Returns all 11 tools, capabilities, pricing, and connection instructions.

### REST Endpoints

| Method | Endpoint | Description |
|--------|----------|-------------|
| POST | /mcp/tools/assess_message | Free triage — recommends which tools to call |
| POST | /mcp/tools/check_email_safety | Email safety check (1 unit) |
| POST | /mcp/tools/check_message_safety | Message safety — any platform (1 unit) |
| POST | /mcp/tools/check_url_safety | URL safety check (1 unit) |
| POST | /mcp/tools/check_response_safety | Response/reply safety check (1 unit) |
| POST | /mcp/tools/analyze_email_thread | Thread analysis (1 unit) |
| POST | /mcp/tools/check_attachment_safety | Attachment safety check (1 unit) |
| POST | /mcp/tools/check_sender_reputation | Sender reputation check (1 unit) |
| POST | /mcp/tools/check_media_authenticity | Media authenticity/deepfake detection (4 units/image, 10 units/video) |
| POST | /mcp/tools/check_prompt_injection_db | Free — query known prompt injection patterns |
| POST | /mcp/tools/submit_feedback | Free — submit feedback on any analysis |

All REST endpoints accept JSON. Paid tools require a `skyfire-api-key` header (Skyfire Buyer API Key). Free tools (assess_message, check_prompt_injection_db, submit_feedback) require no authentication. Legacy `skyfire-pay-id` header with PAY tokens is also supported for paid tools.

## Payment

Agent Safe uses the Skyfire Network for pay-per-use billing:

- **Pricing model:** Unit-based at $0.01 USD per unit
- **Text tools:** 1 unit ($0.01) per call
- **Image analysis:** 4 units ($0.04) per image
- **Video analysis:** 10 units ($0.10) per video
- **Free tools:** assess_message, check_prompt_injection_db, and submit_feedback — no charge, no auth needed
- **Payment method:** Skyfire Buyer API Key sent via `skyfire-api-key` HTTP header (recommended).

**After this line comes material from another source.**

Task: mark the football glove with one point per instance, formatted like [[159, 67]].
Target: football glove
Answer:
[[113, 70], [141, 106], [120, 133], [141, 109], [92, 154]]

Agent Safe auto-generates PAY tokens server-side.
- **No signup required:** Just get a Skyfire Buyer API Key and start using the service
- **Get started:** Visit https://skyfire.xyz to get your Buyer API Key

## Discovery Endpoints

| URL | Purpose |
|-----|---------|
| https://agentsafe.locationledger.com/mcp | MCP Streamable HTTP endpoint |
| https://agentsafe.locationledger.com/mcp/discover | REST service discovery |
| https://agentsafe.locationledger.com/.well-known/mcp.json | MCP auto-discovery manifest |
| https://agentsafe.locationledger.com/.well-known/ai-plugin.json | AI plugin manifest |
| https://agentsafe.locationledger.com/llms.txt | AI-readable summary |
| https://agentsafe.locationledger.com/llms-full.txt | Full AI-readable documentation (this file) |

## Registry Listings

- **Official MCP Registry:** https://registry.modelcontextprotocol.io/v0.1/servers/io.github.wowcool%2Fagentsafe/versions/1.0.0
- **Smithery:** https://smithery.ai/server/agent-safe-email/agentsafeemail
- **Skyfire Marketplace:** Listed as approved seller
- **GitHub:** https://github.com/wowcool/Agent-Safe-MCP

## Legal

- **Terms of Service:** https://agentsafe.locationledger.com/terms
- **License:** Proprietary - All Rights Reserved
- **Company:** Alibi Ledger, LLC
- **Contact:** support@locationledger.com
- **Website:** https://locationledger.com

## Liability

Agent Safe provides threat analysis to assist AI agent decision-making. Results are advisory and should not be the sole basis for security decisions. The service works with any message format and media — emails get extra tools like sender reputation verification, images and videos get forensic authenticity analysis, and any message can be analyzed for threats. See Terms of Service for full liability limitations.